= Duggan–Schwartz theorem =

Theorem concerning voting systems

The Duggan–Schwartz theorem (named after John Duggan and Thomas Schwartz) is a result about voting systems designed to choose a nonempty set of winners from the preferences of certain individuals, where each individual ranks all candidates in order of preference. It states that for three or more candidates, at least one of the following must hold:

1. The system is not anonymous (some voters are treated differently from others).
2. The system is imposed (some candidates can never win).
3. Every voter's top preference is in the set of winners.
4. The system can be manipulated by either an optimistic voter, one who can cast a ballot that would elect some candidate to a higher rank than all of those candidates who would have been elected if that voter had voted honestly; or by a pessimistic voter, one who can cast a ballot that would exclude some candidate to a lower rank than all of those candidates who were elected due that voter voting strategically.

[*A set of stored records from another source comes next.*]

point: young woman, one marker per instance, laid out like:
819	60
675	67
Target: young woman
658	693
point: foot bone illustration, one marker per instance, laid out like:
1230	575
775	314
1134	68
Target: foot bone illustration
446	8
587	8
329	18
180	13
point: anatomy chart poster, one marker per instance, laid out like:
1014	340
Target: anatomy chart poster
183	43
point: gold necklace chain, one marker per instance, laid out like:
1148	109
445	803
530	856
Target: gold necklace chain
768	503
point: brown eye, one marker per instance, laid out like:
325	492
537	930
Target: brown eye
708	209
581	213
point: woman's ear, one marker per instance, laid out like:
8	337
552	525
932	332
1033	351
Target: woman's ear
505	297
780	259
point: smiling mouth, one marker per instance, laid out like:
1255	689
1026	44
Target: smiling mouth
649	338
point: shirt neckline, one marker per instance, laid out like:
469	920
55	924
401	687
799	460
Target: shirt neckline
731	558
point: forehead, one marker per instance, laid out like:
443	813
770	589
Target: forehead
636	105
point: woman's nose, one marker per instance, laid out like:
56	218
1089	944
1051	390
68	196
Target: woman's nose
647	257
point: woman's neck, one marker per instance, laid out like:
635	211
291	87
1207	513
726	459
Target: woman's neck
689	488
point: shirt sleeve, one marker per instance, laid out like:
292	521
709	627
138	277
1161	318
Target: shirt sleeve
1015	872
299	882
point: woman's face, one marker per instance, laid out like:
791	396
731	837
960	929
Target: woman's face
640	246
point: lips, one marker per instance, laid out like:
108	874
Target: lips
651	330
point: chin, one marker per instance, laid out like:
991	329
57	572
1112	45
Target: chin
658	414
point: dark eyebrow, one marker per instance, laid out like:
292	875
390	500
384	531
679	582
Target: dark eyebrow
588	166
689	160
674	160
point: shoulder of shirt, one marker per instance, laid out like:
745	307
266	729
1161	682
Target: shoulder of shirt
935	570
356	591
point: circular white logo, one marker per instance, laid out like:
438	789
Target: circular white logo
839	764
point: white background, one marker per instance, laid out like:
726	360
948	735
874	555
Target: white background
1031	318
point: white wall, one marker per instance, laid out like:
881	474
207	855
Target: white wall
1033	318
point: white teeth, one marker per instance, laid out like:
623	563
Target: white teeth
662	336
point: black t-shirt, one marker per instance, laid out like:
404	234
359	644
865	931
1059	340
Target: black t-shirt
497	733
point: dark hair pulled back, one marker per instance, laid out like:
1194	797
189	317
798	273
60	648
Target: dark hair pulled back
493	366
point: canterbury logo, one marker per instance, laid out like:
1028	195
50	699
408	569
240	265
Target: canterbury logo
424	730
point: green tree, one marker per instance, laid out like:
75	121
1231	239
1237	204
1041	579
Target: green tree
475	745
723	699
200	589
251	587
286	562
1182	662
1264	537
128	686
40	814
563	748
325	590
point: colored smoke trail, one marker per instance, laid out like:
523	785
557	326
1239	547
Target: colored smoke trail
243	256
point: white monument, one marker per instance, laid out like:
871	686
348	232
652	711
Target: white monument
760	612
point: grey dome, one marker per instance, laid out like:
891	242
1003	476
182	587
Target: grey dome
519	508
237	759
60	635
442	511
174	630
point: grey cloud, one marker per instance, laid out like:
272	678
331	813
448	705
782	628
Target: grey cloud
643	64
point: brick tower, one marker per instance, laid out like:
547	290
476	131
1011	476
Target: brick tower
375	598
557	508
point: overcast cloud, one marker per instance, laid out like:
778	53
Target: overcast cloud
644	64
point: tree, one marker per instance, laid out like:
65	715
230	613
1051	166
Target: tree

The first two conditions are considered forbidden in any fair election, and the third condition requires many candidates to "tie" for the win. The general conclusion, then, is the same as that usually given to the Gibbard–Satterthwaite theorem: voting systems can be manipulated. The result essentially holds even if ties are allowed in the ballots; in that case, there exists at least one "weak dictator" such that at least one of the candidates tied at the top of that voter's ballot is a winner.

The Gibbard–Satterthwaite theorem is a similar theorem that deals with voting systems that elect a single winner. Likewise, Arrow's impossibility theorem deals with voting systems that yield a complete preference order of the candidates, rather than choosing only winners.